Your child has worked so hard in speech therapy and can now pronounce the sound(s) he has been working on! The only problem is he can’t say the sound in conversation. How can you help him?
Start with a five minute warm-up of words containing the target sound. Practice these words in sentences as well.
Next, depending on how much time you have and if you have daily chores to attend to, encourage your child to use the target sound while engaging in the types of activities listed below, while conversing with you.
There are a variety of ideas that span age-ranges. The structure of the activity will help maintain the goal: To say the target sound consistently in conversation.
Keep the goal in mind at all times during the activity, and remind your child as necessary.
Make sure you are always monitoring for the correct target sound. If you hear errors, simply try modeling instead of correcting. This method will have a more positive effect and won’t interrupt the flow of your game or conversation, etc. For example:
Georgia: I’m going to watch the THookeeper feed the THealTH. (Translation: I’m going to watch the zookeeper feed the seals.)
Mom (while bending down so Georgia can see her mouth): We ARE going to watch the zookeeper feed the seals. Hurry, we don’t want to be late! (Mom emphasizes the target sounds.)
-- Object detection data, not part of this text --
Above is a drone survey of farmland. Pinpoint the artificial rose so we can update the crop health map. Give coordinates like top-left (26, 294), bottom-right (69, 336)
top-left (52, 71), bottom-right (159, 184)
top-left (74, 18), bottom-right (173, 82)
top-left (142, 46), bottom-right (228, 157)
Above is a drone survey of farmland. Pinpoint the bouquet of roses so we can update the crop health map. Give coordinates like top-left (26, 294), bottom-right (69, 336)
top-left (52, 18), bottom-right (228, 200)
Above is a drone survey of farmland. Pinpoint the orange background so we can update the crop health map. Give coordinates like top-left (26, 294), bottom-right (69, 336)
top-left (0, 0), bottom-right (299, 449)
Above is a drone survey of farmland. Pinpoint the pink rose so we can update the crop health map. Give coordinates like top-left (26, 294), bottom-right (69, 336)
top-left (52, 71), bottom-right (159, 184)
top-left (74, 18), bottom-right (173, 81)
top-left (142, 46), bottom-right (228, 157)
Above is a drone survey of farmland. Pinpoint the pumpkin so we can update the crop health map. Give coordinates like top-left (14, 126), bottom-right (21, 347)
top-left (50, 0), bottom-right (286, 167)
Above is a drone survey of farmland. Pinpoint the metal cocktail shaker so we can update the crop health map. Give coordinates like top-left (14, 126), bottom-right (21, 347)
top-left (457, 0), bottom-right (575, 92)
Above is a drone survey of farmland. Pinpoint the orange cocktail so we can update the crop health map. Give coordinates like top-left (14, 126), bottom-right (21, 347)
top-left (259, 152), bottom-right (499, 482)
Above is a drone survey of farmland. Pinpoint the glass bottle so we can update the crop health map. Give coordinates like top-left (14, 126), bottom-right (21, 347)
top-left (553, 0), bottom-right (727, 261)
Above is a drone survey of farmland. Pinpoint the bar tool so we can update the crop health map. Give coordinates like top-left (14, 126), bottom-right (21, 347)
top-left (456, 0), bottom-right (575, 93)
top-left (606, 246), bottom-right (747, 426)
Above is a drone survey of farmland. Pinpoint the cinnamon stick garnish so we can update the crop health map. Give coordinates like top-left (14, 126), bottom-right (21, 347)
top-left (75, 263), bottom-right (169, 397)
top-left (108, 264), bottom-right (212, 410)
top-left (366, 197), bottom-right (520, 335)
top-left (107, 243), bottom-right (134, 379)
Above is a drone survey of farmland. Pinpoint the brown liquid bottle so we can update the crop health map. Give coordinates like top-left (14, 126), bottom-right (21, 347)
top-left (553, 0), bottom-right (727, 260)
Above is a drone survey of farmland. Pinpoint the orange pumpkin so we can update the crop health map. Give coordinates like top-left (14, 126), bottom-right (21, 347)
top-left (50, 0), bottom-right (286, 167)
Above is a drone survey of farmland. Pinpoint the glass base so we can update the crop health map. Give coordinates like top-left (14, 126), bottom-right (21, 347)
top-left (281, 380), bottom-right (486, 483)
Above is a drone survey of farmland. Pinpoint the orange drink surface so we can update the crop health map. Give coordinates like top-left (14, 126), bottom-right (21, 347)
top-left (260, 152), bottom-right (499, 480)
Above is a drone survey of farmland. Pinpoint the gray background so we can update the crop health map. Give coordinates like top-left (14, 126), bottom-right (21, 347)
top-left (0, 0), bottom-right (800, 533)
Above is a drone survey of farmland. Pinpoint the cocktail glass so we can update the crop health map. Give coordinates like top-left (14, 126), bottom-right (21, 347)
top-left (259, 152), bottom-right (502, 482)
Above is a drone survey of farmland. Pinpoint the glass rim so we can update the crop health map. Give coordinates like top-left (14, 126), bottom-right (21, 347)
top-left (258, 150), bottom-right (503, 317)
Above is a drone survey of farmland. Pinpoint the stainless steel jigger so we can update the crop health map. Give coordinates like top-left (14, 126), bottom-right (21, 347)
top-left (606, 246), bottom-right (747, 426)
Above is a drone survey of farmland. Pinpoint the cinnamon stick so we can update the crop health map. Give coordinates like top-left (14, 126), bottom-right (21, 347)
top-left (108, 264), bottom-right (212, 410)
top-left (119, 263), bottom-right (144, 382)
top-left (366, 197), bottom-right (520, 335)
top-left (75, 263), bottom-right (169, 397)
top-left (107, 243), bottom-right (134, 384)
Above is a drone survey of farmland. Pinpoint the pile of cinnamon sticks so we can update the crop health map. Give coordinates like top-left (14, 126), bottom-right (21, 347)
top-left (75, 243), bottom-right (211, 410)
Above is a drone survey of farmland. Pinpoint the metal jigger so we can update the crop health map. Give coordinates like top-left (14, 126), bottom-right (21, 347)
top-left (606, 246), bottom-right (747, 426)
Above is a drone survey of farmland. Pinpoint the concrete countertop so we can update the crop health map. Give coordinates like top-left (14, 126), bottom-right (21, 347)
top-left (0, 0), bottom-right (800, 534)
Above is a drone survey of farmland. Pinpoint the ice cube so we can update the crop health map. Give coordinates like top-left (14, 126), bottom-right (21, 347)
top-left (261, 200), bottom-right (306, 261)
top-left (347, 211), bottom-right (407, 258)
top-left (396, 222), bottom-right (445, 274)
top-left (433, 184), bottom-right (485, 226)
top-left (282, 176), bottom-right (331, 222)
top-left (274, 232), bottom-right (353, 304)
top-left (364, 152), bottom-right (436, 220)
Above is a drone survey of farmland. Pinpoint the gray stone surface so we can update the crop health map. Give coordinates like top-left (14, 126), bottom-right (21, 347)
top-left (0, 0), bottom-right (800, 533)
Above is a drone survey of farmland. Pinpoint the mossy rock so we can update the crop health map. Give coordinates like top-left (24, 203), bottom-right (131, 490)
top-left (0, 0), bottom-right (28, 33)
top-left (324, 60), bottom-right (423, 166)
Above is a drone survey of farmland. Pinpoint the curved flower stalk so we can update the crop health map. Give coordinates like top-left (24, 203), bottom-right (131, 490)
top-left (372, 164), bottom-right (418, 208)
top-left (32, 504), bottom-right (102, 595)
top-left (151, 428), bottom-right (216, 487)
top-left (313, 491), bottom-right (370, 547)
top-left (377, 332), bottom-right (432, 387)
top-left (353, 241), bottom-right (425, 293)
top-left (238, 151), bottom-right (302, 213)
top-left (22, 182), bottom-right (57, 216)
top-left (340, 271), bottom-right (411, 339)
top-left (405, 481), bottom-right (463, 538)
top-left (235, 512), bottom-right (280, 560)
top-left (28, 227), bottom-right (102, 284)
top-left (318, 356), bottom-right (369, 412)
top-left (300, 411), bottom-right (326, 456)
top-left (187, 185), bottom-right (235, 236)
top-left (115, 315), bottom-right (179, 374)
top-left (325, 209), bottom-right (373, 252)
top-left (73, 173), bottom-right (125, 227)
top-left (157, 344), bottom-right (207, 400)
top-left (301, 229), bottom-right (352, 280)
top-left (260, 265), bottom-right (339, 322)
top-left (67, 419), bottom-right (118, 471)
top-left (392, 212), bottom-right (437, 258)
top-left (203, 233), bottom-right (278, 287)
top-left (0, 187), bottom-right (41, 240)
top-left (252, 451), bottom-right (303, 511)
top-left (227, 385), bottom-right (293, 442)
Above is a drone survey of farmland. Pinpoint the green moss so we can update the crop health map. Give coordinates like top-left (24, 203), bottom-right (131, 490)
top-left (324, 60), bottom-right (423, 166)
You may need to manipulate the vocabulary to have a more optimal choice of target sounds in words (e.g., try “rabbit” instead of “bunny” if you are working on the R sound).
Sort the clean laundry (e.g., Daddy’s sock, Joey’s shirt).
Food shop, run errands.
Clean the apartment (your child can use the Swiffer, recycle, clean up toys, etc.).
Games / Crafts
Pretend play (tea party, school, doctor, Legos, Star Wars, etc.).
Make a collage.
Play games without too much strategy involved: Pop-up Pirate, Thin Ice, Twister, Perfection (At first don’t set the timer right away. Later, with the timer set, the excitement will make it more challenging to practice target sounds).
Fingerpaint inside or sidewalk chalk outside.
Narrate a picture book. You can use wordless or worded picture books.
Talk about your favorite movies.
Look through family pictures.
Have your child tell you about his day (if you weren’t together).
If your child watches a television show, have him give you summary.
Go to a museum.
Browse through toy catalogues.
Playground time – maintaining target sound(s) while being physically active is challenging.
Go out for ice cream to celebrate how well your child is doing with his articulation!
Keeping the goal in mind during these structured tasks will help you learn to monitor your child more effectively throughout each day.
Making an effort to set aside the time to practice carryover of your child’s target articulation sounds will help reduce time in speech therapy.